Navjot Altaf and Altaf Mohamedi in the 70s.

Dalla fine degli anni ‘60 l’artista e attivista indiana Navjot Altaf [nata nel 1949 a Meerut, vive e lavora a Mumbai e Bastar, India] insieme all’artista Mohamedi Altaf, compagno di vita e di lotte (che era stato studente a Londra e aveva conosciuto movimenti di contro-cultura e agit-prop che avevano luogo nei laboratori di stampa radicale diffusi in quegli anni negli ambienti antagonisti), aderirono al gruppo chiamato PROYOM (Progressive Youth Movement), una struttura politica – che comprendeva studenti e docenti di college e università di Bombay, sociologi ed economisti, giornalisti, cineasti e alcuni artisti visivi –  influenzata dalla teoria marxista e affiliata al CPI (ML), il Partito comunista indiano (di orientamento marxista-leninista) fondata nel 1967 in seguito a una “rivolta contadina militante”, contro i proprietari terrieri “nemici di classe”, che aveva assunto le dimensioni di un’insurrezione di massa preparata a Naxalbari, un villaggio nel nord del Bengala Occidentale.

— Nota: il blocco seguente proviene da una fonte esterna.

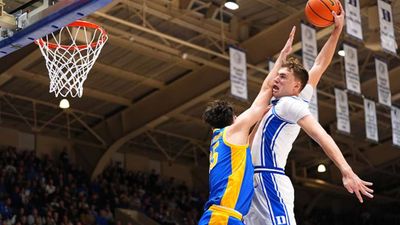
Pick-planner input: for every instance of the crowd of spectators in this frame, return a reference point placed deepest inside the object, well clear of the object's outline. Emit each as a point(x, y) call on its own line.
point(44, 191)
point(49, 191)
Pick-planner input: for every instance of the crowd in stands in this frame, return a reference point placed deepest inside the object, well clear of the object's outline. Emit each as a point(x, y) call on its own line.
point(44, 191)
point(49, 191)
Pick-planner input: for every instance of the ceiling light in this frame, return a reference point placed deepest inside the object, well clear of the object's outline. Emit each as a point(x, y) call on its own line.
point(64, 103)
point(321, 168)
point(231, 4)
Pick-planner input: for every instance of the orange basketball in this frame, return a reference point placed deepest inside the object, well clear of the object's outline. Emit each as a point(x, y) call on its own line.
point(319, 12)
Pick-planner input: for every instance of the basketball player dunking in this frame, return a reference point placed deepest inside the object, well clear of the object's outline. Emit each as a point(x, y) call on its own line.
point(231, 170)
point(273, 200)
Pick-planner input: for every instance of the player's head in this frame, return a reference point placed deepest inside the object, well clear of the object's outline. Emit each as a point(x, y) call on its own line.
point(219, 114)
point(291, 80)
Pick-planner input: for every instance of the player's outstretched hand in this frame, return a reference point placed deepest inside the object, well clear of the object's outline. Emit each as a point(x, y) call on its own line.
point(339, 19)
point(287, 49)
point(355, 185)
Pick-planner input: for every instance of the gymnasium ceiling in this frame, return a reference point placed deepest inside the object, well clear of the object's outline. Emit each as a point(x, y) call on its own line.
point(166, 59)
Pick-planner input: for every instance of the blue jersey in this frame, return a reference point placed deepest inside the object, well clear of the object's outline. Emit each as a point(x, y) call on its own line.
point(231, 174)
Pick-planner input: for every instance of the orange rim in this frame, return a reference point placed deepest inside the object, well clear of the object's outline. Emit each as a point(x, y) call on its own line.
point(78, 23)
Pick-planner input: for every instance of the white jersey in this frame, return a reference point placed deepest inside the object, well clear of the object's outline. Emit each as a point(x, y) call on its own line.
point(273, 199)
point(278, 130)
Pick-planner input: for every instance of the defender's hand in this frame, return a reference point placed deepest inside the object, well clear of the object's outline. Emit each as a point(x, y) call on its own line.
point(355, 185)
point(339, 19)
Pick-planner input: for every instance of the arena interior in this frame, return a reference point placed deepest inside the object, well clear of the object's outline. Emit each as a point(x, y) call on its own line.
point(134, 150)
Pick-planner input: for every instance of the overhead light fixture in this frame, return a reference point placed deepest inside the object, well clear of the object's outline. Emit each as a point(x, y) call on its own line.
point(64, 103)
point(231, 4)
point(321, 168)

Altaf era anche coinvolto con il Matunga Labour Camp, sempre attraverso PROYOM nei primi anni ‘70, un altra formazione comunista con sede a Mumbai che funzionava come una comunità di artisti di sinistra, impegnati nel cambiamento sociale e l’agitazione politica, che realizzavano poster, manifesti e opere in esposizioni pop-up ospitate temporaneamente in college, fabbriche, sale sindacali o luoghi fuori dalle istituzioni artistiche.

“La fondazione comunista di PROYOM ha anche focalizzato la nostra attenzione sulla guerra del Vietnam. Ha radicalizzato la nostra comprensione delle lotte contadine in tutto il mondo: Africa, America Latina, Cina”[xiii]. L’idea era di usare l’arte e la cultura per far emergere una coscienza critica e rivoluzionaria e diventare politicamente efficaci; l’arte, afferma Navjot era strumentalizzata: PROYOM wanted to instrumentalize art. “Ma Navjot Altaf e Altaf Mohamedi discutevano teoricamente con gli altri membri di PROYOM anche per espandere il modo in cui l’arte poteva funzionare dentro la politica” – aggiunge la curatrice indiana Zasha Colah, del team curatoriale che ha seguito le ricerche della Biennale.

Navjot Altaf, Poster showing armed resistance, for PROYOM, 1974-74.

Navjot ha attraversato tre fasi principali nella sua produzione artistica tra gli anni ‘70 e gli anni ’90: dai dipinti ad olio dal 1972 al 1974, con cui tenta di formulare una critica marxista del capitale e delle strutture di potere, contro il semi-feudalesimo e il colonialismo imperialista, la realizzazione di disegni a penna e inchiostro fino al 1983, seguita da un’esplorazione di acquarelli e acrilici che continuò fino alla metà degli anni ’90[xiv]. Dopo il 1998, si trasferì da Mumbai a Kondagaon nella regione di Bastar (Chhattisgarh), nell’India centrale e da allora ha avviato progetti collaborativi di ricerca su questioni di genere, sociali ed ecologiche.

Navjot Ataf, Soul, Breath, Wind, 2018, Second Yinchuan Biennale.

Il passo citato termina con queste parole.